Завизжав, она вспрыгнула на него и стала душить короткими, крепкими поцелуями, на которые он не успевал отвечать. Смешно: чужая, а так целует! Крепко сжал ее руками, вдруг лишив ее возможности двигаться, и некоторое время молча, сам не двигаясь, держал так, точно испытывал силу покоя, силу женщины — силу свою. И женщина покорно и радостно немела в его руках.
— Ну, ладно! — сказал он и вздохнул незаметно.
И вновь металась женщина, горя в дикой радости своей, как в огне. И так наполнила своими движениями комнатку, как будто не одна, а несколько таких полубезумных женщин говорило, двигалось, ходило, целовало. Поила его коньяком и пила сама. Вдруг спохватилась и даже всплеснула руками.
— А револьвер! А револьвер-то мы и забыли! Давай, давай скорее, нужно его отнести в контору.
— Зачем?
— Ну его, боюсь я этих вещей. А вдруг выстрелит?
Он усмехнулся и повторил:
— А вдруг выстрелит? Да. А вдруг выстрелит! Вынул револьвер и несколько медленно, точно меряя рукою тяжесть спокойного, послушного оружия, передал его девушке. Достал и обоймы.
— Неси.
И когда остался один, без револьвера, который носил столько лет, с полуоткрытой дверью, в которую неслись издали чужие, незнакомые голоса и тихое позвякивание шпор, — почувствовал он всю громаду бремени, которое взвалил на плечи свои. Тихо прошелся по комнате и, обратясь лицом в сторону, где должны были находиться те, произнес:
— Ну?
И застыл, сложив руки на груди, обратив глаза в сторону, где должны были находиться те. И было в этом коротеньком слове много: и последнее прощание, и глухой вызов, и бесповоротная, злая решимость бороться со всеми, даже со своими, и немного, совсем немного тихой жалобы.

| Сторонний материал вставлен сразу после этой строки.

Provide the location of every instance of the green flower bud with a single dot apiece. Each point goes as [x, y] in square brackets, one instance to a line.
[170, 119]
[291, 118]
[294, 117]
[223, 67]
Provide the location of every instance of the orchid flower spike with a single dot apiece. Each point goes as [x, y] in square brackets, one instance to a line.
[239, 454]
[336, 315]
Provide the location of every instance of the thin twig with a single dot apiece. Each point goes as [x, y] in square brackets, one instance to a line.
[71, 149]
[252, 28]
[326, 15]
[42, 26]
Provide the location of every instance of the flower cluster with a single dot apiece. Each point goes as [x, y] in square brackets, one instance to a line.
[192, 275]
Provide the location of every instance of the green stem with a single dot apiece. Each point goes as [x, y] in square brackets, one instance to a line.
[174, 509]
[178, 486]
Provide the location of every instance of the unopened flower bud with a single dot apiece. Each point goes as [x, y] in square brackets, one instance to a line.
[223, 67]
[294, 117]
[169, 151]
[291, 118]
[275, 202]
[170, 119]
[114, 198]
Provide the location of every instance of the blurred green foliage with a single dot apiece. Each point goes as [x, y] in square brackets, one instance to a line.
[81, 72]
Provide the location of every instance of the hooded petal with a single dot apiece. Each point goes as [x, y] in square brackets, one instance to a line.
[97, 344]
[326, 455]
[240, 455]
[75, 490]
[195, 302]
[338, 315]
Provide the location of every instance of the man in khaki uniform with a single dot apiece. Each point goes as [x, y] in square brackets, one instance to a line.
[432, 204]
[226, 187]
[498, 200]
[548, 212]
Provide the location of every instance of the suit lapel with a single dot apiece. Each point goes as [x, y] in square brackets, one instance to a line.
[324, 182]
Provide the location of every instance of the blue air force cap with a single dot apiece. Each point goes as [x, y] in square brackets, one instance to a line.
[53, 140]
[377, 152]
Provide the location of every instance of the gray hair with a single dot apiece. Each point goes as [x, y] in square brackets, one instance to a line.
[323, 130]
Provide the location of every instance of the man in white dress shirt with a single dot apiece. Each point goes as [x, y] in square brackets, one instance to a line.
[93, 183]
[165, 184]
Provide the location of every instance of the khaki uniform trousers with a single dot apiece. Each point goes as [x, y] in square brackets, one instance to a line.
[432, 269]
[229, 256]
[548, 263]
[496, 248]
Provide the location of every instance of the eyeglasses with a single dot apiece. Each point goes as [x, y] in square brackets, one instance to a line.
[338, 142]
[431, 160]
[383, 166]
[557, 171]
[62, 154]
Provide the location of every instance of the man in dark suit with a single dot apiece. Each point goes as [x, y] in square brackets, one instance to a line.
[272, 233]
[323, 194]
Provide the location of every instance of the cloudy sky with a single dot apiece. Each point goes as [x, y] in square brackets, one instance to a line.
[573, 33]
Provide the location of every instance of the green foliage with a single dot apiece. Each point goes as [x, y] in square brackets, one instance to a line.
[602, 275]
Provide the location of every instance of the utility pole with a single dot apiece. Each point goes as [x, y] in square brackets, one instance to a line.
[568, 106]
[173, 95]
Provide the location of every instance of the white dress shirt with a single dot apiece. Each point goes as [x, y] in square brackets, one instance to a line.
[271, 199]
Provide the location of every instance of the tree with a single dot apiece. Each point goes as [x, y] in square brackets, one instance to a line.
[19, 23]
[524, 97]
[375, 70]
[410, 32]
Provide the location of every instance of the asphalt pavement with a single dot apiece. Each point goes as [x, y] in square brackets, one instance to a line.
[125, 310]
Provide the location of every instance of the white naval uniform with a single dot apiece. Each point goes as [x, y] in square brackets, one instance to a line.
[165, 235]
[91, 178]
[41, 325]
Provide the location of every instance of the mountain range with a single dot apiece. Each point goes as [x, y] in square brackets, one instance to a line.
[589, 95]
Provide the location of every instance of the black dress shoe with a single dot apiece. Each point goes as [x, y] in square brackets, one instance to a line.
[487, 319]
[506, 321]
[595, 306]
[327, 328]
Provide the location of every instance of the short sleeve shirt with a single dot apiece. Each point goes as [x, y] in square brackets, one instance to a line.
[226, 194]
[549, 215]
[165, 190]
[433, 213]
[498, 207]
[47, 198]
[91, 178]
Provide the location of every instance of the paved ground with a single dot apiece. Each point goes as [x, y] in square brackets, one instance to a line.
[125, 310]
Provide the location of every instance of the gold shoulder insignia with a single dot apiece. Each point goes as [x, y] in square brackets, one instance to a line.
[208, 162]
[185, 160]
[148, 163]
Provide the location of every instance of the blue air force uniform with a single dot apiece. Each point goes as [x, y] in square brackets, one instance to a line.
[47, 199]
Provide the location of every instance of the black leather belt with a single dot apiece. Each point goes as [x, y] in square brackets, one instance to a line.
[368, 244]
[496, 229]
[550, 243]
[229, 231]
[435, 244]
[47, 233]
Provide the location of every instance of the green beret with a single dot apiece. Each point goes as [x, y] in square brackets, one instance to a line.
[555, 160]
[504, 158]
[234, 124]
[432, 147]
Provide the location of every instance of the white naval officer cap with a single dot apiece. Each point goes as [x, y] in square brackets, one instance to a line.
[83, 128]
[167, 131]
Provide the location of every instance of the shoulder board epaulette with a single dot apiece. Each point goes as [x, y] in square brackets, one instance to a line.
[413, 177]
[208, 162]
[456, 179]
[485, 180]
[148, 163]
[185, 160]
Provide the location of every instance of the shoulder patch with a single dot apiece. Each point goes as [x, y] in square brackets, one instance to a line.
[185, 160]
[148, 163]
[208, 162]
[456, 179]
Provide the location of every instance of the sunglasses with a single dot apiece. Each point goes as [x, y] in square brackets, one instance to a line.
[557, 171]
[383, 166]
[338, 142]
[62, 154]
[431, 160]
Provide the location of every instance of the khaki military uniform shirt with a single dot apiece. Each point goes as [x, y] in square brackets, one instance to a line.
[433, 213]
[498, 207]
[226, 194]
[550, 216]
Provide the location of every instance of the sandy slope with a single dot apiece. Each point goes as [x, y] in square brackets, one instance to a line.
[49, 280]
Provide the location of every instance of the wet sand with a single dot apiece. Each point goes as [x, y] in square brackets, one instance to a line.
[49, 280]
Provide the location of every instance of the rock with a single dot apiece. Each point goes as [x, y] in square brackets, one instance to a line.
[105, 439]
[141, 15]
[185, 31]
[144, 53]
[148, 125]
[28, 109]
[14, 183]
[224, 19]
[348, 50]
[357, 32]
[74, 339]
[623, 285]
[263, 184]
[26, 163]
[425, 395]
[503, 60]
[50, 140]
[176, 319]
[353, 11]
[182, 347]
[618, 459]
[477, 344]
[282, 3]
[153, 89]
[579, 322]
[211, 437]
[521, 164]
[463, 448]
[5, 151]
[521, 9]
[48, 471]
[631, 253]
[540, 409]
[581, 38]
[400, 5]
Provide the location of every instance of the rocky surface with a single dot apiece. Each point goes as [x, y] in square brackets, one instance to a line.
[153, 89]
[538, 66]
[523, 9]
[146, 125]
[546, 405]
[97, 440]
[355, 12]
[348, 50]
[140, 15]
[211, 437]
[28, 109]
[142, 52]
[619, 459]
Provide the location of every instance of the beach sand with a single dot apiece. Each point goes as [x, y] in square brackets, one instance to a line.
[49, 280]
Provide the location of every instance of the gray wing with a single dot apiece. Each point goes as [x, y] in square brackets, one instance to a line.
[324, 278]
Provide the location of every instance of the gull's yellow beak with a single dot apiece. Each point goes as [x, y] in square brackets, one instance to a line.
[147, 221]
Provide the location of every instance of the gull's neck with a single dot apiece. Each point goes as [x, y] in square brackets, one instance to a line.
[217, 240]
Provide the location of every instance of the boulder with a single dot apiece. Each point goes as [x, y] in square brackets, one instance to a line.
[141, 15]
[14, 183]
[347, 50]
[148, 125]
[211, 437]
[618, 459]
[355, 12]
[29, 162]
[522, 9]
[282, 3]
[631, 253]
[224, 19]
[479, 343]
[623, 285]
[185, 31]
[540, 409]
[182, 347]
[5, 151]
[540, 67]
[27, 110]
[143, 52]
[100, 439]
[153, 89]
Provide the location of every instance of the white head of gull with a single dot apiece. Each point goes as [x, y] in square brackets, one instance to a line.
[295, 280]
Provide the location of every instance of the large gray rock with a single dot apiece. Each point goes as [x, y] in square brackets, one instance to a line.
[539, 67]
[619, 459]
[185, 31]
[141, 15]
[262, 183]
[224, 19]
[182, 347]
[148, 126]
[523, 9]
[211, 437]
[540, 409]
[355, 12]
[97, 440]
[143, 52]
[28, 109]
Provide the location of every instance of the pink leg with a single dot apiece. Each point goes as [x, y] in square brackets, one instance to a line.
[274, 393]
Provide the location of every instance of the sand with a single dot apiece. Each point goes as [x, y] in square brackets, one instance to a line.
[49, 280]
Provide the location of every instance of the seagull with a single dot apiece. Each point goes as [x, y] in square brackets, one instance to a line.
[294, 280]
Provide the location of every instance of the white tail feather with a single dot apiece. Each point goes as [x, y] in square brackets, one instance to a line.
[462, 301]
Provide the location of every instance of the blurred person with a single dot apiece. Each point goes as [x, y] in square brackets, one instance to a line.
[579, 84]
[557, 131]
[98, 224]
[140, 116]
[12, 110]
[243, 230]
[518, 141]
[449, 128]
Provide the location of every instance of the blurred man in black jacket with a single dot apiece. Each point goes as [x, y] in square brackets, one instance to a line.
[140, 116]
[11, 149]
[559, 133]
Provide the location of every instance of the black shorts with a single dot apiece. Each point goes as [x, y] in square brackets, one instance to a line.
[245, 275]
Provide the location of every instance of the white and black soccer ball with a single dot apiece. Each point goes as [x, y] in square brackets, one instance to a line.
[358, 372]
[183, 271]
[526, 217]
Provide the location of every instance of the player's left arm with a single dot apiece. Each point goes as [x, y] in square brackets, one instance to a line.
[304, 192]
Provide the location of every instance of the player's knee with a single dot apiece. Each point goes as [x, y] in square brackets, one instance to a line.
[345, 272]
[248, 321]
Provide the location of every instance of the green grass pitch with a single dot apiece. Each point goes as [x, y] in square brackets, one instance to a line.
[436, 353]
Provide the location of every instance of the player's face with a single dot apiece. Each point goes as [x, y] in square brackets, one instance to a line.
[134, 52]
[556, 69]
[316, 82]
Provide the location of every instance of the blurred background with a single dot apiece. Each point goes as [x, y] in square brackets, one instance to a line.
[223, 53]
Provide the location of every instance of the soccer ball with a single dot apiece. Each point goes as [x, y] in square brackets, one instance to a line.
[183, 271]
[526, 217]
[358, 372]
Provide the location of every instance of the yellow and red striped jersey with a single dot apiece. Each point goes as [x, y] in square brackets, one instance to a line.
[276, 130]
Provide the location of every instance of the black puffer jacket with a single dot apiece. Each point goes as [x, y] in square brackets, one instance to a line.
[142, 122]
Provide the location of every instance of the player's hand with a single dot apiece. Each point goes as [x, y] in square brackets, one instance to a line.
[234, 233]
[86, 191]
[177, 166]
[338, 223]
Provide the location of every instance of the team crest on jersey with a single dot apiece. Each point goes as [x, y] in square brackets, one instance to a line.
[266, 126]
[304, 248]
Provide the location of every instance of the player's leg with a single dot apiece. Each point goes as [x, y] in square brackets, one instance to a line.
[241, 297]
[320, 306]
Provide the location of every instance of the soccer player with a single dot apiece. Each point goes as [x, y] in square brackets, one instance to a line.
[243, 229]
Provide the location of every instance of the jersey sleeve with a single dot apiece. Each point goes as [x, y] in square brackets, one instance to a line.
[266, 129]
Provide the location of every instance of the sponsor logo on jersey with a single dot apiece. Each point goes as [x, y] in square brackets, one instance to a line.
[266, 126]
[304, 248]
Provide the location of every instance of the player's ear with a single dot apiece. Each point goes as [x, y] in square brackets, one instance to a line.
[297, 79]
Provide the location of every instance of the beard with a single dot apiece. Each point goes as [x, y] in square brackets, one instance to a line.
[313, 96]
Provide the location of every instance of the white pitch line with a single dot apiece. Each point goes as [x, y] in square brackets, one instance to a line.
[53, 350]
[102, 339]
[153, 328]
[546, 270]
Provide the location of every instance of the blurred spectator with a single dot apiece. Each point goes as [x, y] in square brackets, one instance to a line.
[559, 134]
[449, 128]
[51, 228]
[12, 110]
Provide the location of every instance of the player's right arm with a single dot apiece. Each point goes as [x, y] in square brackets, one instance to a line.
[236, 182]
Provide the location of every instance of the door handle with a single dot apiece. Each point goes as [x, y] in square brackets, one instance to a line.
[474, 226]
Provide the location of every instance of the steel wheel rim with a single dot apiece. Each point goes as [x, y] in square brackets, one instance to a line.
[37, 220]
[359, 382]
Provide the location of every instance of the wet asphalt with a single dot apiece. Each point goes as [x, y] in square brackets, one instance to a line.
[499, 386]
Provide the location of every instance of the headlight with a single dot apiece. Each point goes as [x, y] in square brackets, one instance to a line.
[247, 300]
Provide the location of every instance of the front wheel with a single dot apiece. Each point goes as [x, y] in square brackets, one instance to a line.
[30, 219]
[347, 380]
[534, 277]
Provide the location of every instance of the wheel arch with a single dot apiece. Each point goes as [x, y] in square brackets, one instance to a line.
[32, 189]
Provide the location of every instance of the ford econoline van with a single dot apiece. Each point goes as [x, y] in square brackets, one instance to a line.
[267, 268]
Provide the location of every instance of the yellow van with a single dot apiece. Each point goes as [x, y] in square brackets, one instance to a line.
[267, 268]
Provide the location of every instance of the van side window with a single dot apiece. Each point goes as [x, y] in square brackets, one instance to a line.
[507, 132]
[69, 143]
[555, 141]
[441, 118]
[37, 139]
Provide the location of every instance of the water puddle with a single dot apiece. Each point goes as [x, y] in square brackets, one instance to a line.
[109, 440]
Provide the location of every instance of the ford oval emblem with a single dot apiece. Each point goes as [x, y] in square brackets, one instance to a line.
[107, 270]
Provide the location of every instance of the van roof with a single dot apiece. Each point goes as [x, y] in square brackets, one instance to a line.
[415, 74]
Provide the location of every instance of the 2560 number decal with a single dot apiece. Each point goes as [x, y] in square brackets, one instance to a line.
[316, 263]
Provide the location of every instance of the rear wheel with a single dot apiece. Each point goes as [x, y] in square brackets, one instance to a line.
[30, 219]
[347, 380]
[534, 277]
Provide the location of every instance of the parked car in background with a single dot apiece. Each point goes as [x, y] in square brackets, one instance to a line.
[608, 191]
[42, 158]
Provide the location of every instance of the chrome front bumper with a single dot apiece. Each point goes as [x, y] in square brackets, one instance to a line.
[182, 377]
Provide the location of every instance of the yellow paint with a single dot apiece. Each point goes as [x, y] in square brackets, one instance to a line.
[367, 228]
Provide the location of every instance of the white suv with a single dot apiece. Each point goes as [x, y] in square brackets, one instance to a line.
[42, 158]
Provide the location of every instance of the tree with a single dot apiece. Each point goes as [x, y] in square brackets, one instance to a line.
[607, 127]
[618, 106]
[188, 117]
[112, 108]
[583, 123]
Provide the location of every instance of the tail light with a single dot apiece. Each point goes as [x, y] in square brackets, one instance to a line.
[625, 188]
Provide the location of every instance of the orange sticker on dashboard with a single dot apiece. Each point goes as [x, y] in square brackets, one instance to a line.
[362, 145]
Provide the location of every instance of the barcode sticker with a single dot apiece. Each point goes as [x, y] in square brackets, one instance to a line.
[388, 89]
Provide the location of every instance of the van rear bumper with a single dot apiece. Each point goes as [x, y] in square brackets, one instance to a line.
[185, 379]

Все также стоял он, когда прибежала Люба и с порога взволнованно заговорила:
— Миленький, ты не рассердишься? Не сердись, я подруг сюда позвала. Так, некоторых. Ничего? Понимаешь: очень мне захотелось им тебя показать, суженого моего, миленького моего. Ничего? Они славные, их нынче никто не взял, и они одни там. А офицеры по комнатам разошлись. А один офицерик видел твой револьвер и похвалил: очень хороший, говорит. Ничего? Миленький, ничего? — душила его девушка короткими, быстрыми, крепкими поцелуями.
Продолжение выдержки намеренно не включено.